Fig. 3. NeuroD4-induced neuronal reprogramming suppresses the proliferative marker EdU and Ki67 in glioblastoma cells.

A The experimental design for labeling EdU in glioblastoma cells. B–E EdU detection of U251 and KNS89 cells at 14 dpi and quantitative analysis of EdU+ (9 random fields from triplicate samples were captured for quantification). F–I Immunocytochemical analysis of the Ki67 marker in U251 and KNS89 cells at 14 dpi and quantitative analysis of Ki67+ (9 random fields from triplicate samples were captured for quantification). J, K Time-course cell counting at 0, 1, 3, 5, 7, 14, and 21 dpi. The data are presented as mean ± SD. ***P < 0.001. Dpi: days post infection; GM glioblastoma cell medium, NM neuronal induction medium. Scale: 100 µm.

Fig. 4. Overexpression of NeuroD4 resulted in cell cycle exit.

A Time-course flow cytometric analysis of cell cycle displaying the cellular DNA content of NeuroD4 overexpressed cells in U251, KNS89, and U87 cells. B Quantitative analysis of DNA content (n = 3). C, D The expression of various cell cycle-related mRNA in U251 and KNS89 cells was detected by qRT-PCR. The data are presented as mean ± SD. **P < 0.01, ***P < 0.001 by student’s t-test and One-way analysis of variance (ANOVA). Dpi days post infection. NS no significance.

Fig. 5. The xenografts derived from NeuroD4 overexpressing U87 cells shrink significantly.

A The experimental protocol for orthotopic cell transplantation. B, C In vivo bioluminescent images and the quantification of U87-derived xenografts (n = 5). D Post-imaging Kaplan-Meier survival analysis of transplanted mice (n = 10, P < 0.001 using log-rank test). E, F Immunohisto fluorescence analysis of tumor size in mice implanted with GFP and GFP+NeuroD4 virus infected U87 cells 28 days after transplantation (n = 6). Tumor mass (outlined by dashed lines) was quantified based on the area occupying the ipsilateral brain. G–I Ki67 and TUJ1 markers of NeuroD4 overexpressing U87 cells in xenografts 28 days after implantation. Forty-five random fields from a series of every tenth coronal brain section of six nude mice were collected for quantification in Immunohisto fluorescence analysis.
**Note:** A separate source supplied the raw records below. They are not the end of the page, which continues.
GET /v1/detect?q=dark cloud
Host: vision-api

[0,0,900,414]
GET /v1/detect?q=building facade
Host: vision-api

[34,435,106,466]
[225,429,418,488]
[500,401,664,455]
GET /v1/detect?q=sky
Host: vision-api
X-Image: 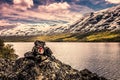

[0,0,120,25]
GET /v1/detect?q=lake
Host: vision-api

[8,42,120,80]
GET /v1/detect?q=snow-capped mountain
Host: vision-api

[68,5,120,33]
[0,0,116,36]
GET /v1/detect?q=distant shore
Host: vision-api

[0,31,120,42]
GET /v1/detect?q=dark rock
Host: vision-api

[0,56,107,80]
[0,40,107,80]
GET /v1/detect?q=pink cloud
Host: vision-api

[106,0,120,4]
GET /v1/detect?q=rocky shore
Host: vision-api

[0,55,107,80]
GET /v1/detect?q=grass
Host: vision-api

[1,31,120,42]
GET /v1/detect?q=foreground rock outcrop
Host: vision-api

[0,56,107,80]
[0,40,107,80]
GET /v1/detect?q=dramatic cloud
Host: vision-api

[38,2,70,12]
[106,0,120,4]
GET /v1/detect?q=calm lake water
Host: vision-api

[6,42,120,80]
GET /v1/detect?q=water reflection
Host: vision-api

[5,43,120,79]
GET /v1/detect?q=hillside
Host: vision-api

[1,5,120,42]
[69,5,120,33]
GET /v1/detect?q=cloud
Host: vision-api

[38,2,70,12]
[0,0,93,23]
[13,0,34,8]
[106,0,120,4]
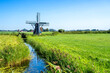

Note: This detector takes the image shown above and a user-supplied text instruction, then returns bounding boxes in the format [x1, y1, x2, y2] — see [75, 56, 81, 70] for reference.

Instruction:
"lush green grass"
[27, 34, 110, 73]
[0, 35, 30, 67]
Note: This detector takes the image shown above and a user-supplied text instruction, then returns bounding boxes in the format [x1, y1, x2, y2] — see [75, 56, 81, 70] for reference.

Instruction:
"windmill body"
[26, 13, 49, 35]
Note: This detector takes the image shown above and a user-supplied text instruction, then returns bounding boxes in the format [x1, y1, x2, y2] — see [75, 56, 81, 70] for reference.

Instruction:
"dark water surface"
[24, 43, 47, 73]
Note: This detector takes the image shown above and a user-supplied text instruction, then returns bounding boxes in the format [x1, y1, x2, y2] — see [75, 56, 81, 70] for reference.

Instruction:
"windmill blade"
[31, 24, 35, 29]
[39, 22, 49, 24]
[26, 21, 37, 24]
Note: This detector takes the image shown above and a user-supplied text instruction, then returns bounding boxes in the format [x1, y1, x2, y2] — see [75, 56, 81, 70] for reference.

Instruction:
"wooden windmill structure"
[26, 13, 49, 35]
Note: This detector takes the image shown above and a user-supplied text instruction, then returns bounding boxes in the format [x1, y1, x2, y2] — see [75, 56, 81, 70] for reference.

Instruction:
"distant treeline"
[63, 30, 110, 34]
[58, 29, 110, 34]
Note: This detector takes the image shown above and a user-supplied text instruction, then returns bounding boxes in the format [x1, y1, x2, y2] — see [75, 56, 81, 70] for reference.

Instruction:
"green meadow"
[27, 34, 110, 73]
[0, 35, 30, 67]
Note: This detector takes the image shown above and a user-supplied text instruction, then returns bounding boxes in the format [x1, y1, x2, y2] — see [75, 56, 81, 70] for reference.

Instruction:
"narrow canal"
[24, 43, 47, 73]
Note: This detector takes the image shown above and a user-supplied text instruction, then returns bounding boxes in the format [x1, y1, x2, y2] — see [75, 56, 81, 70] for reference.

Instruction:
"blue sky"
[0, 0, 110, 30]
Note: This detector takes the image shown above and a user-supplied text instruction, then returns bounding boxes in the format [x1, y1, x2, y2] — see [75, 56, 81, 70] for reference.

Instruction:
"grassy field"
[27, 34, 110, 73]
[0, 35, 30, 68]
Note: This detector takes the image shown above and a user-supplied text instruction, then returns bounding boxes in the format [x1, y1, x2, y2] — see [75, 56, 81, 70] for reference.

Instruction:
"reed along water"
[0, 43, 47, 73]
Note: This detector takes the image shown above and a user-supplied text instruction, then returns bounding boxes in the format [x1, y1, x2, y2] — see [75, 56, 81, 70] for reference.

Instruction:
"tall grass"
[0, 35, 30, 67]
[27, 34, 110, 73]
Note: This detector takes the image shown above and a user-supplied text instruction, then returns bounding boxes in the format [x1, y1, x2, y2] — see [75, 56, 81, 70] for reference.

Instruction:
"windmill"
[26, 13, 49, 35]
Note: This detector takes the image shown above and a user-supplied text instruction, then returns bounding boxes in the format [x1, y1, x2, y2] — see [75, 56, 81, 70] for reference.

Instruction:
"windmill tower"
[26, 13, 49, 35]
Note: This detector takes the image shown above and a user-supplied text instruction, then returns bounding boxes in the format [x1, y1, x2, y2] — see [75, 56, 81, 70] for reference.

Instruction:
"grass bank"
[0, 35, 30, 68]
[27, 34, 110, 73]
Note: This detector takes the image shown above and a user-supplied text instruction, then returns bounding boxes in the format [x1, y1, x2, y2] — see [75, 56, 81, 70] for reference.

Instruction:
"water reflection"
[24, 44, 46, 73]
[0, 43, 46, 73]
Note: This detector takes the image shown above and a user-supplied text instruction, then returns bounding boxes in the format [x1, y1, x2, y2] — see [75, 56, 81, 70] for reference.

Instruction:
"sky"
[0, 0, 110, 30]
The data are presented as mean ± SD. ***P < 0.001 by student’s t-test and One-way analysis of variance (ANOVA). NS: no significance. ND not detected. GM glioblastoma cell medium. Scale: 100 µm.
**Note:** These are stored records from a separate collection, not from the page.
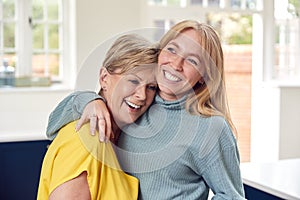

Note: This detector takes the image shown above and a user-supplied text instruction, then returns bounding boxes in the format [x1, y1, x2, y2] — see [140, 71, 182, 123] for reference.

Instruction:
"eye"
[128, 79, 140, 85]
[187, 58, 199, 66]
[167, 47, 176, 54]
[147, 85, 157, 91]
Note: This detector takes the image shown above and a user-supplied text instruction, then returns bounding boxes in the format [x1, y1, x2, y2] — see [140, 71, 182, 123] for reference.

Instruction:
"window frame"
[0, 0, 76, 87]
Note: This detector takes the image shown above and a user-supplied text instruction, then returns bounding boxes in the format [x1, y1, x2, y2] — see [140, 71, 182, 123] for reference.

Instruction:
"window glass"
[3, 22, 15, 48]
[48, 24, 59, 49]
[32, 0, 44, 20]
[2, 0, 15, 19]
[47, 0, 59, 20]
[32, 24, 44, 49]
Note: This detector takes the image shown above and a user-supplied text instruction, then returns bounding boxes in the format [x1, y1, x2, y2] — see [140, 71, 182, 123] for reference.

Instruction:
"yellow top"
[37, 121, 138, 200]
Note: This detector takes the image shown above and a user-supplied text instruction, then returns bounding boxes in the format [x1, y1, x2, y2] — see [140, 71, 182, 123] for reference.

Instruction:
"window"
[0, 0, 69, 86]
[272, 0, 300, 81]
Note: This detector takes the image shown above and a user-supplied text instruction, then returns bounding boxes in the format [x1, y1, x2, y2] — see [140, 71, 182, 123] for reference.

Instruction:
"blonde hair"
[160, 20, 236, 134]
[102, 34, 159, 74]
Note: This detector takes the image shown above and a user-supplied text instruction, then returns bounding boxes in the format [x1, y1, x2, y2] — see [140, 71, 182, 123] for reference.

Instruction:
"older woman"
[38, 35, 158, 200]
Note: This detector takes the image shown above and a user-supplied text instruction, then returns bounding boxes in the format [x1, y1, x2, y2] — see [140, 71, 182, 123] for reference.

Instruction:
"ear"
[198, 76, 205, 85]
[99, 67, 108, 88]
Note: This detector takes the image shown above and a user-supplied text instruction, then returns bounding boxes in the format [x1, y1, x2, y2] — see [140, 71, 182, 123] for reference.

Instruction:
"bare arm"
[46, 91, 111, 140]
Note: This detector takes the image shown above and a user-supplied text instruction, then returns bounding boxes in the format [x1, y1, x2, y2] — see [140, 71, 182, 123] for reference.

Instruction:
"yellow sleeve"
[38, 121, 138, 200]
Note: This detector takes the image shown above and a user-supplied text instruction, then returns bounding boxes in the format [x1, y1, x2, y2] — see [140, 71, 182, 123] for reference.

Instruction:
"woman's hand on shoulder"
[76, 99, 114, 142]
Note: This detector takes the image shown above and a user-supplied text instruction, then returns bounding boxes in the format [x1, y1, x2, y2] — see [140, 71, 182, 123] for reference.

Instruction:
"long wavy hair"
[160, 20, 237, 136]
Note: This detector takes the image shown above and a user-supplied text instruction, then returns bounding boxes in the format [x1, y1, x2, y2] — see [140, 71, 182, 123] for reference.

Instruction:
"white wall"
[251, 84, 300, 162]
[279, 87, 300, 159]
[0, 0, 140, 142]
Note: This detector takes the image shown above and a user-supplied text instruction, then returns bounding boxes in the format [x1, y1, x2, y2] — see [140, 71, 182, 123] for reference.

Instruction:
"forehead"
[169, 29, 201, 50]
[123, 63, 157, 82]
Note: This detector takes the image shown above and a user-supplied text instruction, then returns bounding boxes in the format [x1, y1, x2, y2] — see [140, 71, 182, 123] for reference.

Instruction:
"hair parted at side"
[160, 20, 237, 134]
[102, 34, 159, 74]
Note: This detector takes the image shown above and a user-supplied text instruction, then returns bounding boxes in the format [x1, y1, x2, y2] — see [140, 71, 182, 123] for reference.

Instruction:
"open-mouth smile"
[163, 70, 181, 82]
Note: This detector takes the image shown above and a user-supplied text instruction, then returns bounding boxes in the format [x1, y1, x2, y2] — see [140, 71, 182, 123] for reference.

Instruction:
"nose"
[171, 55, 184, 71]
[135, 85, 147, 100]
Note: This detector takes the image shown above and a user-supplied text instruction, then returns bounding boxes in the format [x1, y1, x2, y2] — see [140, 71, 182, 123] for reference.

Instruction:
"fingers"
[75, 115, 88, 131]
[98, 118, 106, 142]
[90, 115, 97, 135]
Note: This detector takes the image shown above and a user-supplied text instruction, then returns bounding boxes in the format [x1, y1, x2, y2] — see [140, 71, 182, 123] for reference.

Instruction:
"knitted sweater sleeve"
[199, 119, 245, 200]
[46, 91, 103, 140]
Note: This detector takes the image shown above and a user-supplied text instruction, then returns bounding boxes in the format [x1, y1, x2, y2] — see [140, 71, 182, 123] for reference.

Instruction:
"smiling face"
[157, 29, 205, 100]
[100, 66, 157, 128]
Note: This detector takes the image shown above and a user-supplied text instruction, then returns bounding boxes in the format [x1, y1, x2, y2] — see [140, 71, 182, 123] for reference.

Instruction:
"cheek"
[158, 50, 169, 65]
[186, 68, 202, 84]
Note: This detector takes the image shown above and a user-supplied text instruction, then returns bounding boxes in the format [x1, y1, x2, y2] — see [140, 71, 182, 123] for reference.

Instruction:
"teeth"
[165, 71, 181, 81]
[126, 101, 141, 109]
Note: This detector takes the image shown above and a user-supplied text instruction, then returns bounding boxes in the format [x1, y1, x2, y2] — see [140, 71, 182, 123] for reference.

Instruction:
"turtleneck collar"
[154, 94, 188, 110]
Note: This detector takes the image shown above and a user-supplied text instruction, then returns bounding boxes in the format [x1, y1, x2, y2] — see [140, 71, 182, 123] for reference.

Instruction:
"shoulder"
[193, 116, 236, 148]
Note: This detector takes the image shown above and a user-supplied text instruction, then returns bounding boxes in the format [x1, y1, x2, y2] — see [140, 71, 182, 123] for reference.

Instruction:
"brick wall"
[223, 45, 252, 162]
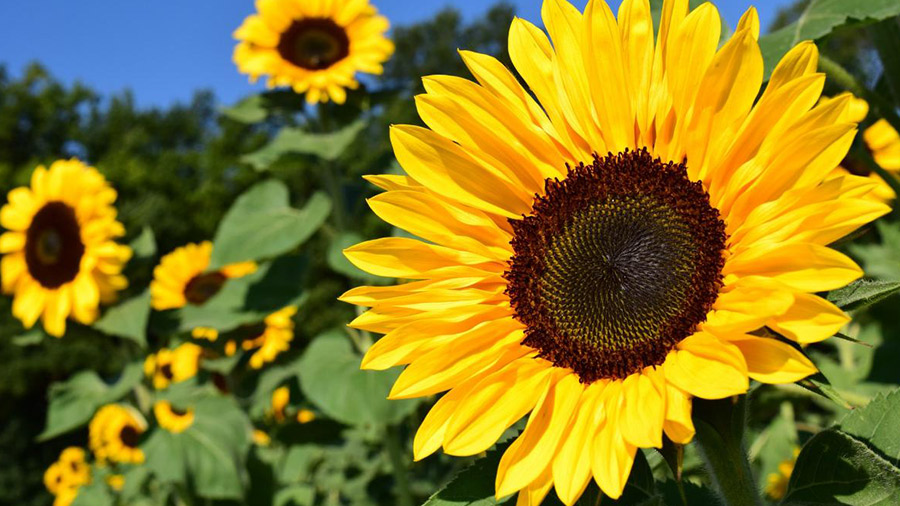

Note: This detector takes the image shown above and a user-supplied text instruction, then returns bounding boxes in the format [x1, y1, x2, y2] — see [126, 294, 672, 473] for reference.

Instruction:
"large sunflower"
[234, 0, 394, 104]
[0, 159, 131, 337]
[88, 404, 147, 464]
[150, 241, 256, 311]
[342, 0, 889, 504]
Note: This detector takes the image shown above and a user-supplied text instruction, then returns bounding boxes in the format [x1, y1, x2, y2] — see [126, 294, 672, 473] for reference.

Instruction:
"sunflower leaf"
[209, 180, 331, 269]
[241, 120, 366, 171]
[94, 290, 150, 348]
[759, 0, 900, 78]
[37, 362, 144, 441]
[784, 390, 900, 506]
[828, 279, 900, 311]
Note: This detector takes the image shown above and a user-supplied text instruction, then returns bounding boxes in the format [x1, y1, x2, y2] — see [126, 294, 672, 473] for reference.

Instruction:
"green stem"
[694, 395, 762, 506]
[384, 425, 413, 506]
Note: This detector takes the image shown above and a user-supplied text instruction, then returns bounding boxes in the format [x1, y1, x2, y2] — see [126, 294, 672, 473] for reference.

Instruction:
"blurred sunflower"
[153, 401, 194, 434]
[342, 0, 889, 505]
[150, 241, 256, 311]
[144, 343, 203, 390]
[88, 404, 147, 464]
[825, 98, 900, 202]
[234, 0, 394, 104]
[44, 447, 91, 506]
[241, 306, 297, 369]
[0, 159, 131, 337]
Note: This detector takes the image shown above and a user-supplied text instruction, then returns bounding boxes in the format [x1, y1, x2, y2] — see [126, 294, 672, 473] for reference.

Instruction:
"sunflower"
[44, 447, 91, 498]
[824, 98, 900, 202]
[144, 343, 203, 390]
[0, 159, 131, 337]
[153, 401, 194, 434]
[88, 404, 147, 464]
[341, 0, 889, 505]
[234, 0, 394, 104]
[150, 241, 256, 311]
[766, 448, 800, 501]
[241, 306, 297, 369]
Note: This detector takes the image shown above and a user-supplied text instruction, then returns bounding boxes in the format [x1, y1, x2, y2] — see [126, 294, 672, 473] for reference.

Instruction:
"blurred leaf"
[209, 179, 331, 269]
[241, 120, 366, 170]
[274, 485, 316, 506]
[422, 443, 511, 506]
[12, 328, 46, 346]
[299, 329, 418, 425]
[326, 232, 392, 285]
[784, 391, 900, 506]
[94, 290, 150, 348]
[169, 256, 307, 333]
[828, 279, 900, 311]
[759, 0, 900, 78]
[38, 362, 144, 441]
[128, 226, 156, 260]
[143, 396, 251, 500]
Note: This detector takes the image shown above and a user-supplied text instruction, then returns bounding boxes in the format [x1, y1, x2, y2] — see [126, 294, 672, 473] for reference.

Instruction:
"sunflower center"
[278, 18, 350, 70]
[505, 150, 726, 383]
[25, 202, 84, 289]
[119, 425, 141, 448]
[184, 272, 228, 306]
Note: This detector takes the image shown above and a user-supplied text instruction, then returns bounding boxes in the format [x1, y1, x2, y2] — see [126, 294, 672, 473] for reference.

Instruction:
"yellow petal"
[663, 333, 750, 399]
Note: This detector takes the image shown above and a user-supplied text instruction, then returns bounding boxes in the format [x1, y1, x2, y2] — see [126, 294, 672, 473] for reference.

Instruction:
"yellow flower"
[144, 343, 203, 390]
[106, 474, 125, 492]
[253, 429, 272, 446]
[150, 241, 256, 311]
[0, 159, 131, 337]
[191, 327, 219, 341]
[766, 448, 800, 501]
[153, 401, 194, 434]
[272, 387, 291, 422]
[88, 404, 147, 464]
[342, 0, 889, 505]
[234, 0, 394, 104]
[241, 306, 297, 369]
[822, 97, 900, 202]
[44, 447, 91, 496]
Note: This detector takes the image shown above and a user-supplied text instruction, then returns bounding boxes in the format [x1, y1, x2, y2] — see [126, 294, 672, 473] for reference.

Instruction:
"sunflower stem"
[694, 395, 762, 506]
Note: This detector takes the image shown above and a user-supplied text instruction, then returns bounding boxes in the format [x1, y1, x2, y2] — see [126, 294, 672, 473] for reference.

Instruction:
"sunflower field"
[0, 0, 900, 506]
Fig. 6. Screening of drugs for inhibiting cell death and analysis of RNA sequencing.

A, B TUJ1 detection at 7 dpi revealed the reprogramming efficiency of GFP+NeuroD4 lentivirus infected U251 cells treated with four cell death inhibitors and quantitative analysis (9 random fields from triplicate samples were captured for quantification). C A heatmap shows the expression of 200 distinct genes in GFP and GFP+NeuroD4 U251 cells (n = 3). D, E The volcano map and pathway enrichment analysis of distinct expression genes between GFP and GFP+ NeuroD4 U251 cells. F The log10 (FPKM) value of neuronal markers in glioblastoma cell reprogramming (n = 3). G The FPKM of GPX4 between GFP and GFP+ NeuroD4 U251 cells (n = 3). The data are presented as mean ± SD. ***P < 0.001 by student’s t-test. Dpi days post infection. NS no significance. ND not detected. Scale: 100 µm.

Fig. 7. SLC7A11-GSH-GPX4 antioxidant axis is a key in NeuroD4-mediated neuronal reprogramming.
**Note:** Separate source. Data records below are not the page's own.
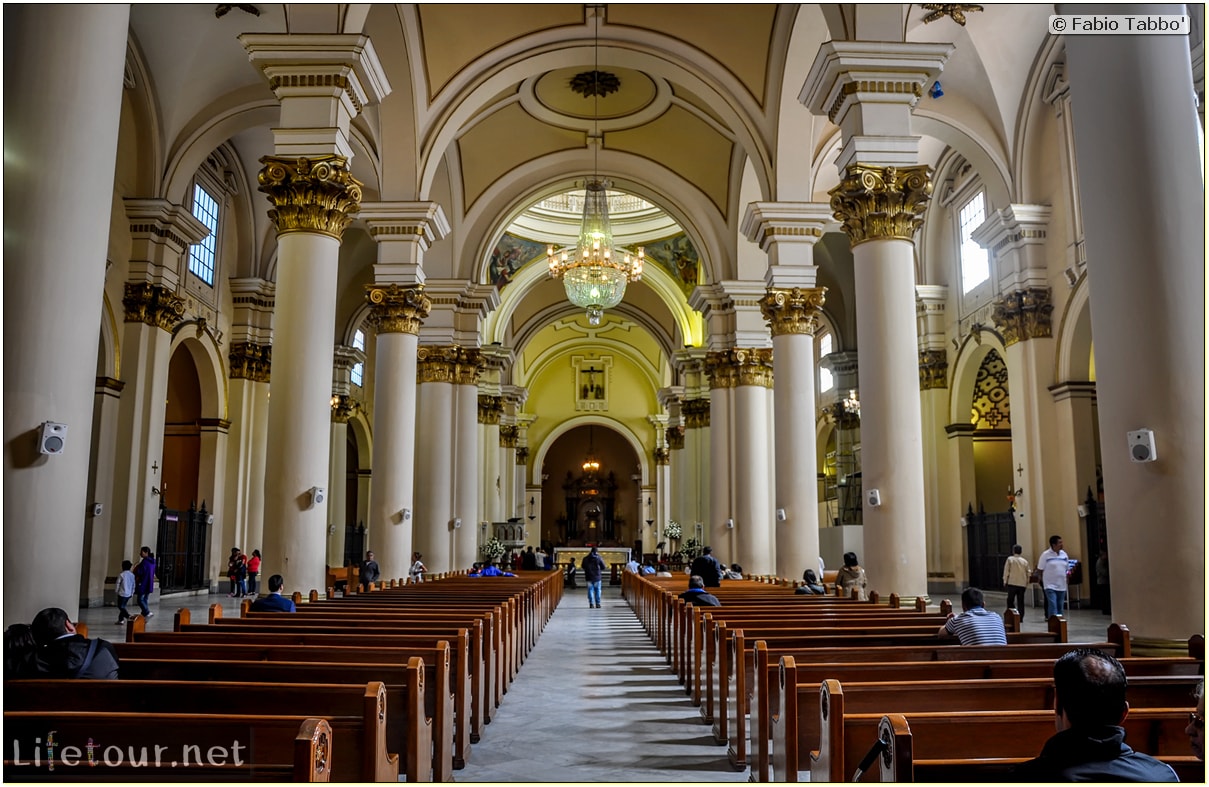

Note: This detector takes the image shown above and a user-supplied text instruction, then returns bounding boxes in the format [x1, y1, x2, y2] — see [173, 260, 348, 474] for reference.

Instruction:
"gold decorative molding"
[416, 345, 482, 386]
[828, 163, 932, 247]
[681, 399, 710, 429]
[479, 394, 504, 427]
[705, 347, 773, 388]
[331, 394, 361, 423]
[365, 284, 433, 336]
[827, 80, 924, 123]
[990, 287, 1054, 347]
[122, 282, 185, 334]
[256, 155, 361, 241]
[227, 342, 273, 382]
[919, 349, 949, 390]
[759, 287, 827, 336]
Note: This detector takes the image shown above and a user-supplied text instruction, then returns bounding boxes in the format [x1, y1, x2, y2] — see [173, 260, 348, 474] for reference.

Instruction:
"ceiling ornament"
[919, 2, 983, 27]
[546, 8, 644, 325]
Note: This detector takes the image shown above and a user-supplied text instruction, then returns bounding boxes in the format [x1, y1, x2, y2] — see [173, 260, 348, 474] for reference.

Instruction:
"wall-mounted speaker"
[1126, 429, 1158, 462]
[37, 421, 68, 456]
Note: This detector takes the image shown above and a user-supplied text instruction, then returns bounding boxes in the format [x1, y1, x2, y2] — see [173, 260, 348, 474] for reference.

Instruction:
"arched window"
[815, 331, 835, 394]
[189, 183, 219, 287]
[958, 190, 990, 294]
[348, 328, 365, 388]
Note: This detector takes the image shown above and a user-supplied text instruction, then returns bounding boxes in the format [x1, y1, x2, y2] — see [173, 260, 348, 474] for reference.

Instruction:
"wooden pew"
[4, 711, 343, 783]
[878, 713, 1205, 783]
[788, 672, 1196, 781]
[735, 624, 1131, 781]
[5, 676, 420, 782]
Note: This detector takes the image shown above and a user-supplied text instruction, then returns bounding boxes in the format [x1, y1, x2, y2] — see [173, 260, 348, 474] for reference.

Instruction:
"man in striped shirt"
[936, 588, 1007, 644]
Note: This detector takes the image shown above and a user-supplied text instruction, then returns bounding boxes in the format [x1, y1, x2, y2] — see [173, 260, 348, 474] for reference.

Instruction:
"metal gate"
[155, 500, 210, 592]
[965, 505, 1016, 590]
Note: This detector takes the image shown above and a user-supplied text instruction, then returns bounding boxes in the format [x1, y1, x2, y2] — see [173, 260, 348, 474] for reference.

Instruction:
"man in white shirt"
[1037, 536, 1070, 620]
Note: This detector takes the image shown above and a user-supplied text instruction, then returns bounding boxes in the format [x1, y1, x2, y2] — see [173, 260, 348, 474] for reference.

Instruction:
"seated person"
[1010, 648, 1179, 782]
[251, 574, 297, 612]
[936, 588, 1007, 644]
[679, 574, 722, 607]
[30, 607, 117, 681]
[479, 560, 516, 577]
[793, 568, 827, 596]
[4, 623, 37, 681]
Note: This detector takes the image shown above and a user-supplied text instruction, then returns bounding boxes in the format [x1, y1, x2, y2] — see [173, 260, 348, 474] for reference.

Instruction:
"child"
[115, 560, 134, 625]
A, B The fluorescence intensity of Reactive oxygen species (ROS) was detected by flow cytometry at 5 dpi. C–E Western blot analysis of SLC7A11 and GPX4 protein in U251 cells infected with GFP and GFP+NeuroD4 virus at 3 and 7 dpi. (n = 3). F–H Ki67 and TUJ1 staining revealed the reprogramming efficiency of particular lentiviruses-infected U251 cells at 14 dpi (9 random fields from triplicate samples were captured for quantification). I Pathways involved in NeuroD4-induced reprogramming. GSR glutathione-disulfide reductase. GSSG glutathione oxidized. The data are presented as mean ± SD. *P < 0.01, **P < 0.005, ***P < 0.001 by student’s t-test. Dpi days post infection. NS no significance. ND not detected. Scale: 100 µm.